La fe por los bares y la nueva religiosidad

La simbiosis entre el bar y el templo es perfecta

Un camarero, preparando las mesas, todas reservadas, del bar Sacromonte, en la Plaza de Vivas Pérez.
Un camarero, preparando las mesas, todas reservadas, del bar Sacromonte, en la Plaza de Vivas Pérez. La Voz
Eduardo de Vicente
20:44 • 01 abr. 2023

Lo religioso ha dado paso a lo festivo. La Semana Santa se ha convertido en un ensayo de la feria, sin los agobios del calor y sin chiringuitos con moscas. Es una explosión de vida, un río de gente que invade las calles y no deja una mesa libre ni un hueco en los bares.

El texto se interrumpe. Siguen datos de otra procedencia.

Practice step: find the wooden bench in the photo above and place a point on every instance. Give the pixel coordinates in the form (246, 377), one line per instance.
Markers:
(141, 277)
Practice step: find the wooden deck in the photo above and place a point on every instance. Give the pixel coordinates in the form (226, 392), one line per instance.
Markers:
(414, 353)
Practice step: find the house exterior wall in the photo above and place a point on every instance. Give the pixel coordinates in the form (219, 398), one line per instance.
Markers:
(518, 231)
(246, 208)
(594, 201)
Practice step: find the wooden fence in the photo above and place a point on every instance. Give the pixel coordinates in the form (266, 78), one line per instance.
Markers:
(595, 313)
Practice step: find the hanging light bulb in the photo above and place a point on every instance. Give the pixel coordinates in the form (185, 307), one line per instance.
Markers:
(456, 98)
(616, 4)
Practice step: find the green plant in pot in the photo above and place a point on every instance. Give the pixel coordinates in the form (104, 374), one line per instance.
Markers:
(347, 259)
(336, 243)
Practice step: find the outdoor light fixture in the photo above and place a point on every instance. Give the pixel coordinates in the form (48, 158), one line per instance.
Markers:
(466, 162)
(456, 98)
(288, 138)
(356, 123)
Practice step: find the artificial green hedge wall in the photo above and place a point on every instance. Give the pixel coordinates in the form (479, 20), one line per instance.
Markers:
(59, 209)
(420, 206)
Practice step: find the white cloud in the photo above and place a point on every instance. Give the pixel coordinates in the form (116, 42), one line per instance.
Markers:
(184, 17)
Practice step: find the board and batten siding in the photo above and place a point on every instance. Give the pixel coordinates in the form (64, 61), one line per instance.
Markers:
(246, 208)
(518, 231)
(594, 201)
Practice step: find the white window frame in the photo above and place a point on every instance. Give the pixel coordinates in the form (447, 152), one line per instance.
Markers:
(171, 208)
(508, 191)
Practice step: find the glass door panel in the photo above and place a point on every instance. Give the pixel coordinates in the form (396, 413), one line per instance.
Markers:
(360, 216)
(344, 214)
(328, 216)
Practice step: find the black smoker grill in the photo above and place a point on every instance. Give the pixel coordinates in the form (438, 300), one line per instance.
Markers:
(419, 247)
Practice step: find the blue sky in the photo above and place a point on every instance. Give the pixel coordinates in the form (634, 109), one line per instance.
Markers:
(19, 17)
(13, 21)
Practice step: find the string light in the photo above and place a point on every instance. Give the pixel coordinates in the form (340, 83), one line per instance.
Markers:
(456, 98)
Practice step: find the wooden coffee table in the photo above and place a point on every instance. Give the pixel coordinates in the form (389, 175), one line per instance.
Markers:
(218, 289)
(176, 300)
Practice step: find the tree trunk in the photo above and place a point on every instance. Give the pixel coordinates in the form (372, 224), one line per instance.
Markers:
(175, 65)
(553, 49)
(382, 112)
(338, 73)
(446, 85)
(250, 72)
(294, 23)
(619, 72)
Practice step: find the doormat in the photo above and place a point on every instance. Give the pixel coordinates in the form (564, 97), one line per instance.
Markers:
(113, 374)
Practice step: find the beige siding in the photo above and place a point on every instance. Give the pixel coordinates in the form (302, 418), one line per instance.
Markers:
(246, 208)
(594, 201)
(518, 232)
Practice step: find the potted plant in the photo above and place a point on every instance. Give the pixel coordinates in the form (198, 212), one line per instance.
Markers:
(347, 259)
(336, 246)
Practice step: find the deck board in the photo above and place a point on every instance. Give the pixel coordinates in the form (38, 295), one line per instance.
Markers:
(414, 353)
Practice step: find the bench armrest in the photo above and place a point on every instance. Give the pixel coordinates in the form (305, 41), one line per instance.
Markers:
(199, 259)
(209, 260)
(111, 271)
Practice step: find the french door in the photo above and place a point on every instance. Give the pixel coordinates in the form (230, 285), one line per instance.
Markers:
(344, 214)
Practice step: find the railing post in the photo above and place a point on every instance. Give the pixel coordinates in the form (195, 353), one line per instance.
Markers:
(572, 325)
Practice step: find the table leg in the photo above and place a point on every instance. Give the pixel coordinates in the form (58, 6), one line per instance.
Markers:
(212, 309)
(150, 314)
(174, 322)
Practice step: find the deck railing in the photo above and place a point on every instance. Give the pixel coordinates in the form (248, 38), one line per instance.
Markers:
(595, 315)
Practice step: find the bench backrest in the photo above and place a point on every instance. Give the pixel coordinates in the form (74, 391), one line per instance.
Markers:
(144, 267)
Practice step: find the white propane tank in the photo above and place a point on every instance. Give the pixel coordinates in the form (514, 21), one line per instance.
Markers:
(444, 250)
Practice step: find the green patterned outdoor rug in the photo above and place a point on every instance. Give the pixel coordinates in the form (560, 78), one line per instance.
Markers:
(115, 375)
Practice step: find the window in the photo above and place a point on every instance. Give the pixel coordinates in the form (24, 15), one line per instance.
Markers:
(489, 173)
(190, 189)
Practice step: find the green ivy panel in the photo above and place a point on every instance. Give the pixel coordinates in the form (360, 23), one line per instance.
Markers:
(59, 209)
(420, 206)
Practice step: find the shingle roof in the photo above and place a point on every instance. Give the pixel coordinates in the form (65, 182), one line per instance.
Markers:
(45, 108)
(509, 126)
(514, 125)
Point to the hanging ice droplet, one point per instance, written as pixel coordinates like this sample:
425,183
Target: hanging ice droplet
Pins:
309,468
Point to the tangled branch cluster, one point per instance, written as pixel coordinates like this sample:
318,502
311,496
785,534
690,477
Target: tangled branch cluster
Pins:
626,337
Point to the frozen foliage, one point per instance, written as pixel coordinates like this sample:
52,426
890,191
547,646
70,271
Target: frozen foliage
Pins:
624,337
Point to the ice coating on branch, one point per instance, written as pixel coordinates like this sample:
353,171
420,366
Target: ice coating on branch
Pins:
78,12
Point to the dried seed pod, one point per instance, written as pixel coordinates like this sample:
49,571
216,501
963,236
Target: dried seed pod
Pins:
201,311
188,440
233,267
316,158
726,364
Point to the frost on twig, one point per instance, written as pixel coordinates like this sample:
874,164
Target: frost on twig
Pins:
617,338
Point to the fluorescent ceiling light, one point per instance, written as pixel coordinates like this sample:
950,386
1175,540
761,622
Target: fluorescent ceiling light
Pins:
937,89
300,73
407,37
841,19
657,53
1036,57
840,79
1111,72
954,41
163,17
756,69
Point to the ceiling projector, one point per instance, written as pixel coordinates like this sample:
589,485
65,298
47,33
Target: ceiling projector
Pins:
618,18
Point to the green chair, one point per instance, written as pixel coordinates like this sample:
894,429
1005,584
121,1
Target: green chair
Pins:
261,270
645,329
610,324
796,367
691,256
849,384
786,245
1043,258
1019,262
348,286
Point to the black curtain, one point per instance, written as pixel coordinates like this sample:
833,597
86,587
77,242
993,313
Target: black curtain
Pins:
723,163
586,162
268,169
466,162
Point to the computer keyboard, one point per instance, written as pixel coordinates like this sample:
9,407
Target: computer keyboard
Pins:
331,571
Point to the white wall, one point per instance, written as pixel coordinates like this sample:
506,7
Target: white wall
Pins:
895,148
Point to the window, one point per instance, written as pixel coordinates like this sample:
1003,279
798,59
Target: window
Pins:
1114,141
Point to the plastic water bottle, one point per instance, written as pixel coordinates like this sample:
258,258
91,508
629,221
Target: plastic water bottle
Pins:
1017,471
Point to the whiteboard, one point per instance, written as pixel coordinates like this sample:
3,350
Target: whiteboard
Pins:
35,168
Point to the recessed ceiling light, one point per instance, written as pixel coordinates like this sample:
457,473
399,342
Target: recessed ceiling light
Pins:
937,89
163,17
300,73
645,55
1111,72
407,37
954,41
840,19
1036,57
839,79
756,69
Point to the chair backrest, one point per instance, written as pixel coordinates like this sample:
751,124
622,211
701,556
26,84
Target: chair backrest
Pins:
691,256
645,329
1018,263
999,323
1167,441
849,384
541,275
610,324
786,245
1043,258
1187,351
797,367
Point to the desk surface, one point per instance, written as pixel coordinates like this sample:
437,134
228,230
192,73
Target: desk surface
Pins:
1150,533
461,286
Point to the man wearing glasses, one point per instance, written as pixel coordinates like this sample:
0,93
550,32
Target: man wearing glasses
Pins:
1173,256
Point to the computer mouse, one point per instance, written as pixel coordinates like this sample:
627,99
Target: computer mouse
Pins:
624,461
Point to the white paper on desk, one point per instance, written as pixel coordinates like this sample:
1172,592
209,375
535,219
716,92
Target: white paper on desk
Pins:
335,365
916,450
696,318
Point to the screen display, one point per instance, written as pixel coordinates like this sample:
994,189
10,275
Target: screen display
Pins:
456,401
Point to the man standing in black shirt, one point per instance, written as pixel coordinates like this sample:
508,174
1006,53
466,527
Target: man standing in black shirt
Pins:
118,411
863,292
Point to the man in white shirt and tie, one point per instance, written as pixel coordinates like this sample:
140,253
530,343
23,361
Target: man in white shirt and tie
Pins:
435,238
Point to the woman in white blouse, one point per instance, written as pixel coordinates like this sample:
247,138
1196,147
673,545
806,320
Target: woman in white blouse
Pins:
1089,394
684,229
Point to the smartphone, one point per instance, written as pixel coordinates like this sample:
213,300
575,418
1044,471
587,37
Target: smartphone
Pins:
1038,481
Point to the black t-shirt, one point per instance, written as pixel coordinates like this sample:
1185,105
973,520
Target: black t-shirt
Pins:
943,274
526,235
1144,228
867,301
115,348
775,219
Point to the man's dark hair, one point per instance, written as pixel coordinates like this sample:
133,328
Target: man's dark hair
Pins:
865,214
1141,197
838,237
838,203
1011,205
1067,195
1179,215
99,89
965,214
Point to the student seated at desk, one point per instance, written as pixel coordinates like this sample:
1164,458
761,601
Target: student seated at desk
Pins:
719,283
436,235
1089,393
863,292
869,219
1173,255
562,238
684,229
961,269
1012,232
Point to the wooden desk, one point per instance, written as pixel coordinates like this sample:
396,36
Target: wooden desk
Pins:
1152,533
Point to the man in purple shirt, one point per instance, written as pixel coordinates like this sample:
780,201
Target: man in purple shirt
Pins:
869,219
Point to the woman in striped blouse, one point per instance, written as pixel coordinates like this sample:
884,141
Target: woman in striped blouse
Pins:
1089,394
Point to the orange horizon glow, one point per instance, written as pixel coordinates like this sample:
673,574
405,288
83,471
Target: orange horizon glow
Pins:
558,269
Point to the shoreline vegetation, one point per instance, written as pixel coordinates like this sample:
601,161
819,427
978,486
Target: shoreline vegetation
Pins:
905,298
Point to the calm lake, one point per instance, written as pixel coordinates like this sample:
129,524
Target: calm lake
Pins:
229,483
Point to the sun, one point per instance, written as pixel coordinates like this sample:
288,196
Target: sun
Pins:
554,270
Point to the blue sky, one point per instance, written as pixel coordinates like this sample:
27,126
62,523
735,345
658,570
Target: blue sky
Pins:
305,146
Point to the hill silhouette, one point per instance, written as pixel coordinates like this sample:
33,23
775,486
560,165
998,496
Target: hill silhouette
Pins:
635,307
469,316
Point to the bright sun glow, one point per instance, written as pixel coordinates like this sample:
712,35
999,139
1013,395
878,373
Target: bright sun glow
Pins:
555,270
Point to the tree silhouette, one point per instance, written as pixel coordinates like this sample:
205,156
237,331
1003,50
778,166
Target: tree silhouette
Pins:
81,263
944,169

Se sale en busca de la diversión, que ya no se concibe en la soledad de una iglesia a la luz de los cirios adorando una imagen, sino en la calle, saboreando ese cúmulo de sensaciones que deja una procesión mientras un camarero te sirve media ración de calamares.



La simbiosis entre el bar y el templo es perfecta. En ella se basa en gran medida el éxito de la Semana Santa, con una forma de espiritualidad que se sustenta sobre los pilares de la fiesta y del espectáculo, por encima de la fe. 



Qué pasaría si volviéramos al bando de silencio que antiguamente se emitía cada vez que llegaba el Jueves Santo y las campanas anunciaban la muerte de Jesucristo.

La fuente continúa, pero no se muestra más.